Write your emergency contacts down on your arm
If you choose not to bring your phone, or if you’re arrested and they confiscate your phone, you’re going to want a few contacts handy, from your roommate (to come bail you out) to a lawyer or public defender’s office who have pledged to aid those arrested for protesting. Sharpie is probably best, so if you sweat a lot or have to wash yourself the numbers don’t easily rub off.
Alternatively, if you’re injured, you (or your EMTs and/or emergency nurses and doctors) will want to be able to contact someone who should know where you are and what’s happening.

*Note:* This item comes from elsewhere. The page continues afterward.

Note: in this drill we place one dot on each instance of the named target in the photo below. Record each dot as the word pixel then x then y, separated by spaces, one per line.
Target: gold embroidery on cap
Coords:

Don’t wear jewelry, loose-fitting clothing, or your hair down
All of these are prime targets for grabby hands, and make it easier for somebody to pull you back or throw you to the ground, be it a cop, a counterprotestor, or someone else who’s just trying to run faster than you. Minimizing the things that others can grab gives you less of a chance of being pulled (but if your jewelry happens to be a medical alert bracelet, keep that on!).
Dress in layers
Don’t wear anything with identifying prints or logos. Solid-colored, layered clothing that is form fitting makes you harder to identify. Even if it’s warm out, long sleeves can help provide a protective layer between your body and any anti-riot chemicals, and will cover any tattoos that could identify you. With layers, you’ll be able to quickly shed your outer clothing if hit with tear gas or pepper spray, minimizing what touches your skin.
Know your rights
The ACLU has listed your rights as protestors in one convenient place. If you believe your rights are violated while protesting (such as police giving a dispersal order without proper time or paths to vacate the area, or detaining you for photographing or recording), take note of badge numbers, officer names, patrol car numbers, associated agencies, contact information for witnesses and photographs of injuries. This information can be used to file a complaint with the agency’s internal affairs or a civilian complaint board. This information will also be important if you end up needing a lawyer.